John Tuttoro as Carmine Franconi maybe had the meatiest role, playing it with subdued intensity as opposed to his usual somewhat over-the-top caricatures. Zoë Kravitz was Selina Kyle, aka Catwoman, and was “meh” in the role I thought (again, a lot of this is the poor script). I mean, do we really need the catwoman… again? Third time now. It’s like the way the X-men movies started falling into stories that revolved around Mystique during the last cycle. There are LOTS of other characters in this universe, folks. Try using some of them.
Colin Ferrell played the Penguin well, but… wait… Colin Ferrell was the Penguin? That was Colin Ferrell? Weird. Okay. You do know the Penguin is more than just a fat suit, right? Right? Christ… please tell me that you don’t understand writing or characters or the DC universe without telling me. I just… give me a drink, okay, it’s too much.

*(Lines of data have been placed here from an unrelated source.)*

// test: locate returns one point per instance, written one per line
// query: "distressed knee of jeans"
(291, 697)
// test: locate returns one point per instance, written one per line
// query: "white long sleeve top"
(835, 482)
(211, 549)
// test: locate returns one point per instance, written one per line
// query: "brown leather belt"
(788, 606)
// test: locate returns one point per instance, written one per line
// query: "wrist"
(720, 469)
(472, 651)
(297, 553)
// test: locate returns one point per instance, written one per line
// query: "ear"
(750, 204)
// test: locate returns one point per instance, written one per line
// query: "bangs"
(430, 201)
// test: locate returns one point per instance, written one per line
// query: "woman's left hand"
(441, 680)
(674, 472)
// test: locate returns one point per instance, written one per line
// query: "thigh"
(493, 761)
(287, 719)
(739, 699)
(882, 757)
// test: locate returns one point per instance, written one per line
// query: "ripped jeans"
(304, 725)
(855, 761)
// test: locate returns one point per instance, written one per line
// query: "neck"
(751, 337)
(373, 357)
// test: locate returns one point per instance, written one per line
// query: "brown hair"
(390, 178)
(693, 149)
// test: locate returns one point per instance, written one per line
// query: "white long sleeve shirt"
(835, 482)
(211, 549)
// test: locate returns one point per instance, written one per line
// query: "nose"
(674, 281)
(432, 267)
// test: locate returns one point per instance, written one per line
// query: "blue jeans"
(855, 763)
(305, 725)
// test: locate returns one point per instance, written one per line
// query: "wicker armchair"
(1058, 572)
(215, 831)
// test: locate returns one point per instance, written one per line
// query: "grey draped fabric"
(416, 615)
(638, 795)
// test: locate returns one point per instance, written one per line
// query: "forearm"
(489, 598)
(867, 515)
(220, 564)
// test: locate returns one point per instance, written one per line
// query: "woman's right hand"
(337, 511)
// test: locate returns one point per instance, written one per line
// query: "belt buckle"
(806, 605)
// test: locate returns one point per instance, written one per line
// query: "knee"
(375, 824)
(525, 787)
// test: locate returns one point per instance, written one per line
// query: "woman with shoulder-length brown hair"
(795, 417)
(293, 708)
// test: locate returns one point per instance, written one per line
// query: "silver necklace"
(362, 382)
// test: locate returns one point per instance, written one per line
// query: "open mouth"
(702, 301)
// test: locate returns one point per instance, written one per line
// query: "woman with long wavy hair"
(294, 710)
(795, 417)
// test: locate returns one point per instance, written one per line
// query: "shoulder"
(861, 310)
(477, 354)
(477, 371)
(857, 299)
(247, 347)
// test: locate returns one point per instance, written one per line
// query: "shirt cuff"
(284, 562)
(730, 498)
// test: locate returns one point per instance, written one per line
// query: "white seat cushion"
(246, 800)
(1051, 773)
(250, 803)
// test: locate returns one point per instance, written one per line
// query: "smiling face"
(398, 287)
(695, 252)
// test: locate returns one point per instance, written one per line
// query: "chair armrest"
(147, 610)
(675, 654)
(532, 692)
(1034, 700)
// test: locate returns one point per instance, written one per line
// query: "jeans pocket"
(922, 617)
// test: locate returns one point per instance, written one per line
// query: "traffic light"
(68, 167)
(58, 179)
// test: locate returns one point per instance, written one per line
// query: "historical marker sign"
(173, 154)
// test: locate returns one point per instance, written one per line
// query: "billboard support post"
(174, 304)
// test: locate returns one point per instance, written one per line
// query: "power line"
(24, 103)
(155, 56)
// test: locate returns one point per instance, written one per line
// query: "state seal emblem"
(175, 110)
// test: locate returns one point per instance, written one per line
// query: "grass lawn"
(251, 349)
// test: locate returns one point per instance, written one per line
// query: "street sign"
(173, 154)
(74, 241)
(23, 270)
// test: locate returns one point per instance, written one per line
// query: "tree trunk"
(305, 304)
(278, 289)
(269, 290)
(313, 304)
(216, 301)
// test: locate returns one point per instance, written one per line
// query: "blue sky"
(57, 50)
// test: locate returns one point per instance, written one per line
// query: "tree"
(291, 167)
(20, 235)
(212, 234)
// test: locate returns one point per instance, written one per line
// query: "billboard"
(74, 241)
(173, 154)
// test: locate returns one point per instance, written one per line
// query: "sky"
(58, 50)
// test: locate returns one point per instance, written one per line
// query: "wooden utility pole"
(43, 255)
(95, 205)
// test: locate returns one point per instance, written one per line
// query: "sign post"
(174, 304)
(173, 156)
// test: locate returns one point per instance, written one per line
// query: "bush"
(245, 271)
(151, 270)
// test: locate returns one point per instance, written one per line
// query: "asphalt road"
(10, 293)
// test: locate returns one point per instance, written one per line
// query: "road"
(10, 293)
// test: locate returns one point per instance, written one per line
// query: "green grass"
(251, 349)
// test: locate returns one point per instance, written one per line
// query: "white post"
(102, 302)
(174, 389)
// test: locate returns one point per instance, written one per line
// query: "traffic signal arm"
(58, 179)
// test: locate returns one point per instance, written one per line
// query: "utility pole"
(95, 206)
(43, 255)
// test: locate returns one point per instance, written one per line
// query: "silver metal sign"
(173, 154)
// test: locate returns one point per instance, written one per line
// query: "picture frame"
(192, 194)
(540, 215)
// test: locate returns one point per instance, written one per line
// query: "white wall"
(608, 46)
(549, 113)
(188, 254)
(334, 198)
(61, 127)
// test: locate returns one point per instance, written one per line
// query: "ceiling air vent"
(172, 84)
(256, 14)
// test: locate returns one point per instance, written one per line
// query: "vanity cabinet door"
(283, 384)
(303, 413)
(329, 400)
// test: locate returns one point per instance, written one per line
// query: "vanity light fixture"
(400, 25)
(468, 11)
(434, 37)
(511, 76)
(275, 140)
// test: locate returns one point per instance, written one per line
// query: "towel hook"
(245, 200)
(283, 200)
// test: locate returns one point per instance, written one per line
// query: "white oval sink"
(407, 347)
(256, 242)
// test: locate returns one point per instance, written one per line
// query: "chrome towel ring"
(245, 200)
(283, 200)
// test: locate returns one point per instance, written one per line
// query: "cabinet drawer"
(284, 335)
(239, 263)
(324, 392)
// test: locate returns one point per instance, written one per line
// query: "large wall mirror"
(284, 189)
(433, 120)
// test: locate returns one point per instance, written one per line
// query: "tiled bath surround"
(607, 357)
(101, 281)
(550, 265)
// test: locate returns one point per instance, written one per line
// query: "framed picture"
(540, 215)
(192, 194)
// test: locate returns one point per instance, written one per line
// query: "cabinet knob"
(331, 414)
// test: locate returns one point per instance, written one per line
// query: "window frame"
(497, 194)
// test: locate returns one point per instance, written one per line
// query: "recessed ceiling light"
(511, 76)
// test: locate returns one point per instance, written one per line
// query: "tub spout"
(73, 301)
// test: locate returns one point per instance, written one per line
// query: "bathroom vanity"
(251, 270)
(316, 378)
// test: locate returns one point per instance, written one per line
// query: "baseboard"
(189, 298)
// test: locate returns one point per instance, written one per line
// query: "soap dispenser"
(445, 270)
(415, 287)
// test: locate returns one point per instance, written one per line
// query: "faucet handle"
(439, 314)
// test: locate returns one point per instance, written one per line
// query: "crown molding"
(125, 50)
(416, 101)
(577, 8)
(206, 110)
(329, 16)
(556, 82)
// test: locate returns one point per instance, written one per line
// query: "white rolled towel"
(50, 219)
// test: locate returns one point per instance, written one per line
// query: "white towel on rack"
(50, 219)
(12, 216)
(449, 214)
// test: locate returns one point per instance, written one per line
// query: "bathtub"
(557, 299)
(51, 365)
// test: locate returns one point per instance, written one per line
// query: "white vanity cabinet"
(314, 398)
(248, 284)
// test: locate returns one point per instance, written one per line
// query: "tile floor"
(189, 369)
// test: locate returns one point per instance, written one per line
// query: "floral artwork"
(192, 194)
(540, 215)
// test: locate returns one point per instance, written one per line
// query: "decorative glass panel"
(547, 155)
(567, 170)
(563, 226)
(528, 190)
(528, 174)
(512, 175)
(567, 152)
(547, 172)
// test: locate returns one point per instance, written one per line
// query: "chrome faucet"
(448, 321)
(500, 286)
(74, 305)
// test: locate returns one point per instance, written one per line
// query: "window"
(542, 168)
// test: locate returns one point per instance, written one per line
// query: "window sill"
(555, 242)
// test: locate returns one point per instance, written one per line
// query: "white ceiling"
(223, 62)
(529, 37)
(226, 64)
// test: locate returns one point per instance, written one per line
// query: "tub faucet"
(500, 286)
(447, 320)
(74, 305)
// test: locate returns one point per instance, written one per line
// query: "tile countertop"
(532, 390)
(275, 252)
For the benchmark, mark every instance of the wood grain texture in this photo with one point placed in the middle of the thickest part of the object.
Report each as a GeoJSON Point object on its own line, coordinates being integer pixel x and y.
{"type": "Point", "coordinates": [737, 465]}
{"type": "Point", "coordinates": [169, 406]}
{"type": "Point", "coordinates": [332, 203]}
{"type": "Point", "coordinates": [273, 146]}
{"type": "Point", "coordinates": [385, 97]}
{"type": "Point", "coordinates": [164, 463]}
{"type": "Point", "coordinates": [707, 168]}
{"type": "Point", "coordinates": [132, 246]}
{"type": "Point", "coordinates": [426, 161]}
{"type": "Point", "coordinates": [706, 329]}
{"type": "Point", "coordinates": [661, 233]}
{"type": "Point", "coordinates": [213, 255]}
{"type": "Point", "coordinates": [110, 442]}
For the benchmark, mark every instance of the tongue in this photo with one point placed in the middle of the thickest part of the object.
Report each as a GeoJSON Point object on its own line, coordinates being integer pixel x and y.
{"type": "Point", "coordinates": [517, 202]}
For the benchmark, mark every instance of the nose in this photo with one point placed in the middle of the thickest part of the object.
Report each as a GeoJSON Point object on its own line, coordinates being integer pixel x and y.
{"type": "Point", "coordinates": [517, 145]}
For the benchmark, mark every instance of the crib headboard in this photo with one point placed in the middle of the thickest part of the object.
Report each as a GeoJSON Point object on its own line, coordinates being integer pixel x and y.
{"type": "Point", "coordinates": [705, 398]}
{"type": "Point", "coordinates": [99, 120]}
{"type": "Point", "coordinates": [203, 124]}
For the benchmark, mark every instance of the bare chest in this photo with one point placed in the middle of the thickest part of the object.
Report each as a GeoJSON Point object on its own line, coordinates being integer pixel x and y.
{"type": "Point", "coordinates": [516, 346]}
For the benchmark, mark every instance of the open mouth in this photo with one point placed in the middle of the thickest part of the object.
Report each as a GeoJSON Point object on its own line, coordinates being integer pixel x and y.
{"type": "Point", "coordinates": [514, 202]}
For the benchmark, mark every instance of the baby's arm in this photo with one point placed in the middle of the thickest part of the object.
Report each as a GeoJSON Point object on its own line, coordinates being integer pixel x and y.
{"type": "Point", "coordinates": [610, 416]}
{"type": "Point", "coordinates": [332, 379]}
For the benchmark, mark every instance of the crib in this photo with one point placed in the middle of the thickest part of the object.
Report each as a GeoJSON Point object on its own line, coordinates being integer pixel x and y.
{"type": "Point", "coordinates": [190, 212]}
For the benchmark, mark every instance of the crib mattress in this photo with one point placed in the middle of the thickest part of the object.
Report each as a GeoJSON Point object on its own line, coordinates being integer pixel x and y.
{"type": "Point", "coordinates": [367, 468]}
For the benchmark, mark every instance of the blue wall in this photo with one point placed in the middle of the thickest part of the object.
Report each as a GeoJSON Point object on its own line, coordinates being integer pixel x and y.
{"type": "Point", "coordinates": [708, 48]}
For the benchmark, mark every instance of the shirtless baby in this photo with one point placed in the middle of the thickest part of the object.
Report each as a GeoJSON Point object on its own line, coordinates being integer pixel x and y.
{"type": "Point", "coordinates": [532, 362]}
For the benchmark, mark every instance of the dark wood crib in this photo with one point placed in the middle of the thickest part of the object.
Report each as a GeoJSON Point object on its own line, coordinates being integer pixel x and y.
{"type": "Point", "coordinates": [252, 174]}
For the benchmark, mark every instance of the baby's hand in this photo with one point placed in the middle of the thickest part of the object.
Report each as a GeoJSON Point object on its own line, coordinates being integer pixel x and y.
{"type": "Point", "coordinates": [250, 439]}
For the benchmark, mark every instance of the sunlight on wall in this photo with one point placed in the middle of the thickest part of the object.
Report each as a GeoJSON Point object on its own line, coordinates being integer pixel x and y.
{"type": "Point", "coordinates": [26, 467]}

Andy Serkis was Alfred, and I’m mostly fine with it, though he’s another choice (like Michael Caine or Sean Pertwee) who are fine actors but I don’t really see as Alfred material. I could keep running down the cast, from the excellent Jeffrey Wright miscast as Jim Gordon, to an always interesting-if-creepy Paul Dano as the Riddler, who was mostly hidden behind a mask and terrible growling voice and all of the character’s usual uncomfortable and silly charm hidden by more darkness.
More darkness. More darkness. Endless darkness. That’s what you get with this film. I swear, they told Pattinson to never smile. He gave it his all. I can hardly remember anyone but a handful of the bad guys smiling, and Selena when she had to charm some guy at a club. It was like watching Se7en if it were a Batman film. No head in a box, but a dead woman in a trunk counts, right? And frankly, the script here wasn’t nearly as tight as that one.
This movie suffered from not knowing itself. Batman, far from being portrayed as the world’s greatest detective (which I kept hearing was a solid point for this film) is lead by his nose from place to place, always far more than a single step behind the bad guys. The few leaps of logic he makes are when it no longer matters to the actions being taken by the bad guys. He literally must be TOLD what is going to happen at the end, and is still powerless to stop it from happening. Sure, he saves lives, but undoubtedly many more are lost in the destruction and violence his detecting should have prevented. That’s his role. A hero. A man who STOPS the bad thing from happening, not survives it. The “hope” the movie tried to end on – images of Batman helping rescue trapped survivors in the wreckage of Gotham – was too little hope, too late, for it to have any meaning in this dark, dreary, dismal film.
DC is struggling right now. It’s best movies are decent, not great, and not the tent poles it wants to build an empire on. It’s best characters are stuck in dark, grimy films with few redeeming qualities. Only Wonder Woman has broken out of that, and her second film was “meh” at best. But Superman and Batman are stuck in Roland Emmerich disaster films, with the hero tossed in to save a few of the lives that would have been lost, but who otherwise sit in the center of a throne of destruction and grieve.
The rest of us grieve, too, as we watch DC destroy the heroes we love.
The Batman gets 1 out of 10 pieces of aluminum foil for me. That’s all it’s worth. And I’m being generous.